Implementation phases

Phase 1: `CompositeWorkflow` class and `to_config_builder()` (can ship independently)

Add to_config_builder() on DatasetCreationResults and PreviewResults.
Add CompositeWorkflow class with add_stage(), run(), and on_success callbacks. CompositeWorkflow holds a reference to the parent DataDesigner and reuses it across stages.
Stage handoff is always on disk via LocalFileSeedSource; no in-memory handoff path inside CompositeWorkflow.
Internal stage representation is a DAG (linear-only inputs in v1).
Add workflow-metadata.json writing.
Add compose_workflow(name: str) factory method on DataDesigner.
Tests: multi-stage runs, explode/filter via callbacks, num_records defaulting, duplicate stage-name rejection, artifact layout, throttle reuse across stages.

Status after PR #636: Implemented CompositeWorkflow, compose_workflow(), to_config_builder(), disk handoff, stage metadata, acreate(), shared throttle manager reuse, explicit stage artifact roots, cloned stage builders, concurrent-safe seed reader/resource-provider handling, seeded processor-only configs, stage output processors, and stage output selection. Still deferred: stage-level resume, DAG branches, allow_resize removal, config bundles, and broader first-class artifact seeding.

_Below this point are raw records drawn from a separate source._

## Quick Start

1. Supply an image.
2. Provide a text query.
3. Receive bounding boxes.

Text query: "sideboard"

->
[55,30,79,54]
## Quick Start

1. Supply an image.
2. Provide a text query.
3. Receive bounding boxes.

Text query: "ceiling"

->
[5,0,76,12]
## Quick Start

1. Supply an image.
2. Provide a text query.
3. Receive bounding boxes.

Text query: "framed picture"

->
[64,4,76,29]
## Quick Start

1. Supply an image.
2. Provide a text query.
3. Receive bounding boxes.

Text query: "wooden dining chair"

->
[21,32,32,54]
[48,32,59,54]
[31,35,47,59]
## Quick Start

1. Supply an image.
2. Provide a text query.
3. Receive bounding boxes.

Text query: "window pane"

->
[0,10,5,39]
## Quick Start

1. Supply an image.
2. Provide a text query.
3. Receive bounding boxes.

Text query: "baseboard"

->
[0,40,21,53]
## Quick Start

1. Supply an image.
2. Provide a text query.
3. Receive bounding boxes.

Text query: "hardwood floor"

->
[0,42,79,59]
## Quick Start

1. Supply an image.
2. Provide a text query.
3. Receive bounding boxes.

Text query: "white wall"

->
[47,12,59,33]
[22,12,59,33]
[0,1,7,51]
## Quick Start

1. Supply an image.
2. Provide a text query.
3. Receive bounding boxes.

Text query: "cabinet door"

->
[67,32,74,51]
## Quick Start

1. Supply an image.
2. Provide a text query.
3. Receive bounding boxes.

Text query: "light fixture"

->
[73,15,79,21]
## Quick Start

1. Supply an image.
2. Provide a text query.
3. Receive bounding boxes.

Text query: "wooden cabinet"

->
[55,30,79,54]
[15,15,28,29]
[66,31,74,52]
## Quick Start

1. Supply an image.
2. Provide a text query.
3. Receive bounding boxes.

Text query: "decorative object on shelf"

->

Sidecar: `acreate()` on `DataDesigner` (independent of chaining v1)

Add async def acreate(...) mirroring create() but returning the awaitable instead of blocking.
create() becomes a one-line wrapper around acreate() (or both share a common builder helper).
Tests: parallel-independent workflows via asyncio.gather; verify shared ThrottleManager keeps aggregate request rate within configured caps.
Can ship before, alongside, or after Phase 1. Hard dependency for Phase 4.

Phase 2: Remove `allow_resize`

(Done in #553) allow_resize=True in async mode emits a DeprecationWarning and falls back to sync.
Update docs that still reference allow_resize (docs/concepts/custom_columns.md, docs/plugins/example.md, docs/concepts/agent-rollout-ingestion.md) to point at composite workflows.
Remove resize code from sync engine (_cell_resize_mode, _finalize_fan_out resize branch, replace_buffer allow_resize param).
Remove _resolve_async_compatibility() and its sync-fallback branch from _build_async().
Remove the allow_resize field from the config schema.
Add fail-fast guard in ProcessorRunner for pre-batch row-count changes.
Tests: verify rejection, migration path examples.
Migration examples should prefer output_processors for inline processor-expressible transforms, or seeded processor-only configs when the transform deserves its own named stage. Raw on_success remains the escape hatch for arbitrary custom transforms.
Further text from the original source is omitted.